Gene Cloning and Purification of N-acetyltransferase from Trichoderma virens FT-333

• Main Authors: LIAN,GUAN-JHIH, 連冠智
• Other Authors: Chen, Ruey-Shyang
• Format: Others
• Language: zh-TW
• Published: 2018
• Online Access: http://ndltd.ncl.edu.tw/handle/h82m24

碩士 === 國立嘉義大學 === 生化科技學系研究所 === 107 === 3,4-dichloroaniline (3,4-DCA) is derived from herbicides such as Diuron and Linuron, and has been known to be genetically toxic and cytotoxic to most organisms. Previous studies have found that Trichoderma virens FT-333 was highly resistant to 3,4-DCA, suggesting that FT-333 could detoxify 3,4-DCA due to its ability to acetylate 3,4-dichloroaniline by N-acetyltransferase (NAT). In this study, NAT1 and NAT2 of FT-333 were amplified by PCR using specific primer pairs. The sequence alignment analysis showed that the sequences between NAT1 and BN001413.1 in the GenBank were slightly different, but the identity of NAT2 and BN001414.1 were 100%. The full length NAT1 and NAT2 were further cloned into pQE30 vector and transformed into E. coli. However, the inserted NAT1 gene was mutated and the stop codon was generated.
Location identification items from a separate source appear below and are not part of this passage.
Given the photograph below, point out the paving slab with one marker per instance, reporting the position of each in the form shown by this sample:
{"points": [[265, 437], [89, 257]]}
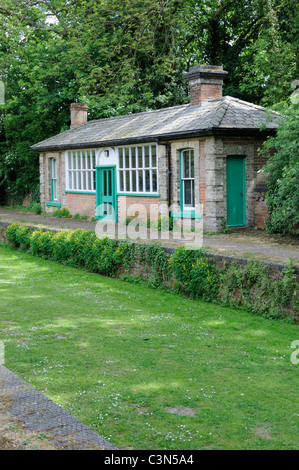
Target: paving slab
{"points": [[28, 417]]}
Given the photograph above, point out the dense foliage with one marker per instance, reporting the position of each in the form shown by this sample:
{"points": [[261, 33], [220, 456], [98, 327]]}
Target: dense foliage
{"points": [[283, 174], [122, 56]]}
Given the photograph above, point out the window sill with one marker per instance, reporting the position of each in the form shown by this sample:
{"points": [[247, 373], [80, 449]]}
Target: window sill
{"points": [[139, 194], [79, 192], [53, 203], [185, 214]]}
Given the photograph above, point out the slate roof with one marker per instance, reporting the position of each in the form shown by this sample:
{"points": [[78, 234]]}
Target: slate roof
{"points": [[216, 115]]}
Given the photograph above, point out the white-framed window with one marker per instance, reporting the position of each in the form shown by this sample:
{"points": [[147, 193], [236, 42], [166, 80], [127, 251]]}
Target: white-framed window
{"points": [[138, 169], [53, 170], [80, 170], [187, 179]]}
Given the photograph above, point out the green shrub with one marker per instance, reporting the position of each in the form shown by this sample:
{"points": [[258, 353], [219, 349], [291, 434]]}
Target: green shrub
{"points": [[11, 234], [197, 275], [36, 208], [41, 243]]}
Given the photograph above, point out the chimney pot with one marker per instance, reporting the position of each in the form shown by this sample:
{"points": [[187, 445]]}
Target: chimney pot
{"points": [[78, 114], [205, 82]]}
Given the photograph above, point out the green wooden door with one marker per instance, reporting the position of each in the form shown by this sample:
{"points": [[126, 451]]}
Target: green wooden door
{"points": [[106, 193], [235, 186]]}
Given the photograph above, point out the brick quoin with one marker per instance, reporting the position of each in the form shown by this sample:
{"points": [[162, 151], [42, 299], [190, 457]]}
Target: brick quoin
{"points": [[260, 213], [202, 178]]}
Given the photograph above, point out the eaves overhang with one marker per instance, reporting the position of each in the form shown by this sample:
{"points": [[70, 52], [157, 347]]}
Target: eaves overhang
{"points": [[213, 131]]}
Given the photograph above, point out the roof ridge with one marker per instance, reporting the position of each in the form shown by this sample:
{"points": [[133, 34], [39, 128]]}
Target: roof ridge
{"points": [[221, 111], [253, 105], [138, 114]]}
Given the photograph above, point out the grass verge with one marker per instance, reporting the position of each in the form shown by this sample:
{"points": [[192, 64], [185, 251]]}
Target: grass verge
{"points": [[147, 368]]}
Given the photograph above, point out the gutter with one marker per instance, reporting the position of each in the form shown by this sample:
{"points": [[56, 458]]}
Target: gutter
{"points": [[153, 138]]}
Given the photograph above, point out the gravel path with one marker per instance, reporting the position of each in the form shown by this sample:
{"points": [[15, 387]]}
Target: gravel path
{"points": [[246, 243]]}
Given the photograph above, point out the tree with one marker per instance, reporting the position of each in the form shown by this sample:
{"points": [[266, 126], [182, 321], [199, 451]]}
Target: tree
{"points": [[282, 168]]}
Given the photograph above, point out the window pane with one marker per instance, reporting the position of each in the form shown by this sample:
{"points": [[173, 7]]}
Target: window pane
{"points": [[186, 171], [121, 180], [74, 180], [128, 189], [127, 157], [147, 181], [88, 184], [134, 180], [140, 159], [54, 195], [83, 160], [187, 193], [88, 164], [154, 181], [69, 180], [192, 163], [120, 153], [133, 157], [154, 156], [140, 181], [146, 157]]}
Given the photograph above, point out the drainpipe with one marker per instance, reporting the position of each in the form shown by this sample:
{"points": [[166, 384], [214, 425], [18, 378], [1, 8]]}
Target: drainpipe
{"points": [[168, 154]]}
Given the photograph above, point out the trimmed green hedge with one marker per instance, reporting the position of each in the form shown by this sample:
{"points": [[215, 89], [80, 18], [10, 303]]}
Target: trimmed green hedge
{"points": [[188, 271]]}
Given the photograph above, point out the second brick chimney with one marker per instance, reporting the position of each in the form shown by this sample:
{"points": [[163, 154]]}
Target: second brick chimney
{"points": [[78, 114], [205, 82]]}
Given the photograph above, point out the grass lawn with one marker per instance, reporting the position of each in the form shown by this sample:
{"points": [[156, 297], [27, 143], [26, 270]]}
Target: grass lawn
{"points": [[145, 368]]}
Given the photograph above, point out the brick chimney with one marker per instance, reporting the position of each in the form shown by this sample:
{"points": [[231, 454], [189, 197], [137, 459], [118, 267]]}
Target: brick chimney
{"points": [[78, 114], [205, 82]]}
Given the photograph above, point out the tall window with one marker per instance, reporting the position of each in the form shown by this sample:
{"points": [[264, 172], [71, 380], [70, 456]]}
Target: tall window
{"points": [[138, 169], [187, 179], [80, 169], [53, 164]]}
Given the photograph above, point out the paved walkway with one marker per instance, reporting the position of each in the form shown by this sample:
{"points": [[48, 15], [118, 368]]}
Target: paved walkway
{"points": [[246, 243], [29, 420]]}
More, the recombinant protein from the inserted NAT2 gene could not be folded normally, resulting in an inclusion body. The NAT gene was then transferred to the pET32 vector with TRX-tag. Both recombinant proteins pET32-NAT1 and pET32-NAT2 produced inclusion bodies. By adding urea during the purification process, the NAT protein was obtained and used for enzyme activity analysis. In this study, N-acetyltransferase gene of T. virens FT-333 was successfully cloned, and the mechanism regarding how T. virens FT-333 detoxified 3,4-DCA will be further studied.